S. M. Arsal bu soruyu Millîyet Duygusunun Sosyolojik Esasları adlı eserinde şöyle cevaplandırmaktadır:
“… millîyet duygusunun kaynağı ve nüvesi bir taraftan en mühim hayat kanunu olan yaşayabilmek için mücadele ve mücadele için guruplaşma mecburiyeti, diğer taraftan da insanın çevresindekilerle barış içinde yaşamak ihtiyacı ve insiyakıdır … Gerek ferdî, gerek içtimaî uzviyetler için ise, var olmak iradesi biyolojik kanunlara dayanan sosyolojik bir gerçektir… milletlerin var olmak azim ve iradesi de ‘millî şuur’, ‘Millîyet duygusu’ veya ‘Milliyetçilik’ adlarını alır.”[8]
Öte yandan Hayes, milliyeti üç temel unsura dayandırmaktadır. Bunlardan ilki lisandır. Lisanın önemi, milliyeti şekillendirmesinden kaynaklanmaktadır. Lisanın (uniformic) olması, benzer zihniyeti (like-minded) sağlamakta; ortak kelimeler gibi ortak fikirler seti meydana getirmektedir. Böylece benzer zihniyetteki insanlar ortak çıkarları sağlayacak gurup bilincini geliştirmektedirler. Zaman içinde gurup, bir tarihî şuura sahip olmaktadır. Bu da ikinci unsurdur. Gurubun birlikte geçmişinin gerek ferdî, gerekse kolektif hafızadaki kutsal hatıraları bir tarihî gelenek sağlamaktadır. Üçüncü unsur ise, farklı ve kültürel bir toplum teşkil edildiğine dair üyelerin inancıdır.[9] Hayes, milliyetin tarih boyunca her zaman mevcut olduğunu, ancak vatanseverliğin her şeyden çok hâkim olduğu tarzda bir milliyetin ise modern olduğunu eklemektedir.[10]
Dipnotlar
[1] O. Türkdoğan, Millî Kültür Modernleşme ve İslâm, İstanbul, 1983, s.15-6.
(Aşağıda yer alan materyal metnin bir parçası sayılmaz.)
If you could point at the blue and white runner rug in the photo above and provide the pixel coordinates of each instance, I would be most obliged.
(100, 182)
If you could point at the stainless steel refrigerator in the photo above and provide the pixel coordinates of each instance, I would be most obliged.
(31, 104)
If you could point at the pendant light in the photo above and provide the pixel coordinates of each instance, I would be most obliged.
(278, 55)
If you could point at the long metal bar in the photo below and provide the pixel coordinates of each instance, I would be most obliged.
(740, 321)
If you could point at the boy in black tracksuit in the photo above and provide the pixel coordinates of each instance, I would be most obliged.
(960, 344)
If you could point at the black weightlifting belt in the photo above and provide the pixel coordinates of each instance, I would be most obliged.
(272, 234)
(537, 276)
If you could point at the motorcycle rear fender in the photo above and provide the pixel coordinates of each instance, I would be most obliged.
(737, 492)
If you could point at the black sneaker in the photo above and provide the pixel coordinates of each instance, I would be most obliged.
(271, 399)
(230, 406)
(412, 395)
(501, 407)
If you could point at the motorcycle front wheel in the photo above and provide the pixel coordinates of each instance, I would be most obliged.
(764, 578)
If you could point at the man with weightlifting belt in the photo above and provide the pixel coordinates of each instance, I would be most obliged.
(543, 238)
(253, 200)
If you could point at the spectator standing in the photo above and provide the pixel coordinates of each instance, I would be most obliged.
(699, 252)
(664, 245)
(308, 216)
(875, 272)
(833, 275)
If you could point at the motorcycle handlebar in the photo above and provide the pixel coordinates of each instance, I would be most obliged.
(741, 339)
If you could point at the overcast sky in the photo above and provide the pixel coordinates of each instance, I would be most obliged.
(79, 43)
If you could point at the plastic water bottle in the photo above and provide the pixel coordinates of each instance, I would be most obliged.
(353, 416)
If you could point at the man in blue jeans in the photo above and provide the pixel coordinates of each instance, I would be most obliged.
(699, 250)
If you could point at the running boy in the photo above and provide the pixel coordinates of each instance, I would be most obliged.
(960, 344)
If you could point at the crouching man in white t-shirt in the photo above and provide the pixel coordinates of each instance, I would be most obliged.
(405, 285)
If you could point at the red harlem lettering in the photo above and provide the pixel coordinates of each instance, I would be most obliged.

[2] O. Türkdoğan, Millî Kültür Modernleşme ve İslâm, İstanbul, 1983, s.12.
[3] İ. Kafesoğlu, Türk Millî Kültürü. 10. Baskı, Boğaziçi Yayınları, İstanbul, 1993, s. ix.
[4] L. Garafola, “Dance Review: Wailing walls” Dance Magazine. v. 67, Mar. 1993, s.88-9.
[5] E. Güngör, Dünden Bugünden: Tarih – Kültür ve Milliyetçilik, Ankara, 1982, s.158.
[6] J. MacIntyre, “College Effective Programming Partnerships: Assisting Aboriginal People to Meet Employer Expectations.” Paper presented at the Annual Conferance of the Association of Canadian Community Colleges. (Montreal, Qubec, May 24-27, 1992), s. 1-9.
[7] R. A. Linton, “Concept of National Charecter.” in Personality in Political Crisis. Stanton ve S. E. Perry (ed.), Glencoe, Free Press, 1951, (133-150), s.134.
[8] S. M. Arsal, Milliyet Duygusunun Sosyolojik Esasları, (4.Baskı), Ötüken Neşriyat, İstanbul, 1979, s. 64-5.
[9] C. J. H. Hayes, “Bases of Nationalism.” in Nationalism and International Progress. U. G. Whitaker, Jr. (ed.), Chandler Publihing, San Francisco, 1961, s. 7-11.
[10] C. J. H. Hayes, “Bases of Nationalism.” in Nationalism and International Progress. U. G. Whitaker, Jr. (ed.), Chandler Publihing, San Francisco, 1961, s. 14.